Cursor for Data Science - my experiences

Hi all,

I’m new here and I thought I’d share some of my experiences, positive, and negative with Cursor over the last few months. I’ve completed 4 data science projects in that time. Three fairly small and a moderately large one that I’m either wrapping up, or hopefully will take to production.

I come at this as an old time SAS programmer (yes it’s a programming language, not a spreadsheet) with a chemical engineering background and academic coding starting with Fortran IV, Pascal, C++, and some visual basic. I struggled with R for a bit, and am still really a beginner with Python. I’m fairly senior and most of my roles have been in leadership positions.

I’m now back in the programmers seat delivering data science work (and I use a more robust MLOps process than most) as an independent. With Cursor I’m doing projects in 1/3 the time, with 1/4 the staff at 1/5 the costs. A month project would have taken me a team of 4 for 3 months just two years ago. The productivity gains are incredible.

So are some of the roadblocks though. I am constantly fighting the limited context window. I can barely get a prompt together without hitting 90% context. (Max mode helps, but burning $1000 a week on tokens, like I did last week isn’t going to be sustainable without a bump in my fees).

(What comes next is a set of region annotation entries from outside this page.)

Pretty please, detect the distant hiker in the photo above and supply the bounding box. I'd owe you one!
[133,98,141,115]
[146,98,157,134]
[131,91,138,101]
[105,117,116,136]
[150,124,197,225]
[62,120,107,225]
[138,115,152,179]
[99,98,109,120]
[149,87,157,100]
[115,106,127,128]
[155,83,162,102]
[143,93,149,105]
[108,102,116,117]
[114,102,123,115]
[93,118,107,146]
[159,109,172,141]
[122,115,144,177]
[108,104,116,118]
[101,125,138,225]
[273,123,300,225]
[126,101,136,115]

Letting the agent run wild is dangerous. I’ve fought a data validation war for the last two weeks watching as the agents, skipped tests to pretend they passed, changed the validation data to match the code output, continuously write throw-away in chat (editor) code rather than recording the code as a script, duplicating scripts with multiple tags, names, etc. like a management consultant on powerport instead of using proper git/branch management to track audits, etc. Often refusing to use previously created and documented utility functions designed specifically for accessing databases, parallelizing runs, running high resource jobs in RAM, avoiding expensive and excessive disk i/o, etc.

Results are hit and miss.

On the other hand I’ve been amazed at how quickly and easily it can code a complex predictive or forecasting model. I was able to optimize a Bayesian Hierarchical forecast training, cross validation, and scoring model in an afternoon. It took several days to optimize it and I was eventually able to get it to run on my (admittedly souped up) Macbook, first in about 12 hours - (when I was in college it would have taken a Cray supercomputer to do the calculations at all), then with Pytorch optimized for Apple M2 Max metal in just under an hour….

Sometimes I’ll get great results, sometimes incredibly frustrating results. Sometimes, the context window just blows up, other times I get great results with Auto mode. (To be fair my repo on my current project is 600 GB including data, with 82,000 files… Multiple databases, dozens of tables, hundreds, if not a thousand or more columns.)

I’m sure there is a lot I can learn from this group. Happy to share my experiences (including my stupid mistakes…it’s how I learn).

Is anyone else using Cursor for data science, machine learning, optimization, or other AI type work?

What have your experiences been?

Any tips, thoughts, or suggestions appreciated.